Troubleshooting Installation Issues

This section describes solutions to some warnings you might encounter during the installation process.

Review installation logs

When debugging installation and "first run" issues with Cloudera Data Science Workbench, it is important to review the "role" logs, which are logged by the Cloudera Manager Agent when the services tries to start. These logs will show any issues that occur with the actual host, before the kubernetes and docker systems even start. These logs are located at: /var/run/cloudera-scm-agent/process/[XXX-ROLE]/logs.
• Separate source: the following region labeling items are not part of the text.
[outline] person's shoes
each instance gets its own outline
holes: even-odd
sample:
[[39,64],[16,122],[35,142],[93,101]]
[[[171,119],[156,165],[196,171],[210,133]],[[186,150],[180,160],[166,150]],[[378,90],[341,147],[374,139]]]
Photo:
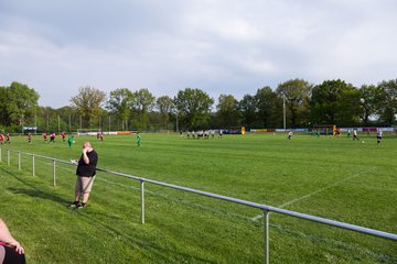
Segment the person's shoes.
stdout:
[[74,201],[71,204],[71,208],[77,208],[79,206],[78,201]]
[[83,209],[83,208],[86,207],[86,205],[87,205],[87,204],[85,204],[85,202],[78,204],[78,205],[76,206],[76,209]]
These logs are sorted based on the role type (master, application, docker-daemon, worker) and are prepended with an incremental ID so you can find the latest log. When viewing these logs, you can ignore any line that begins with a + symbol, so the best way to view these would be, for example: grep -v ^+ /var/run/cloudera-scm-agent/process/67-CDSW_DOCKER/logs/stderr.log

Stop any existing CDSW processes

If CDSW was not shut down properly through Cloudera Manager, then sometimes old CDSW unix processes can be left intact and can cause problems with starting the application. To ensure this is not the case:

  1. Stop all CDSW roles from Cloudera Manager
  2. Run the following command on all CDSW nodes to kill all CDSW, Docker, and Kubernets proceses, including the stale processes: for i in `ps -ef |grep -e cdsw -e docker -e kube|egrep -v grep|awk '{print $2}'`; do kill -9 $i; done
  3. Start the CDSW roles from Cloudera Manager again

Illegal IP address

Starting with CDSW 1.10.5, when starting CSDW for the first time, the Master role may not start, and you might see errors similar to the following from the master role logs:
Exception encountered: [illegal IP address string passed to inet_pton]
ERROR:: Unable validate IP address [b'10.10.xx.xx'].: 1
ERROR:: Unable to disable export for [b'10.17.xx.xx'].: 1

This can be resolved by adding the IP address of the Master node in the Cloudera Manager > CDSW > Configuration >Master Node IPv4 Address

Stop running security software

As per Networking and Security Requirements, CDSW may have trouble when security tools are running on the master host - this is because these tools often prevent the system from creating the internal virtual network. To test this, ensure that all security tools have been stopped on the master node before starting CDSW. Once CDSW is started and running, these tools can be re-enabled.

Preexisting iptables rules not supported

WARNING: Cloudera Data Science Workbench requires iptables, but does not support preexisting iptables rules.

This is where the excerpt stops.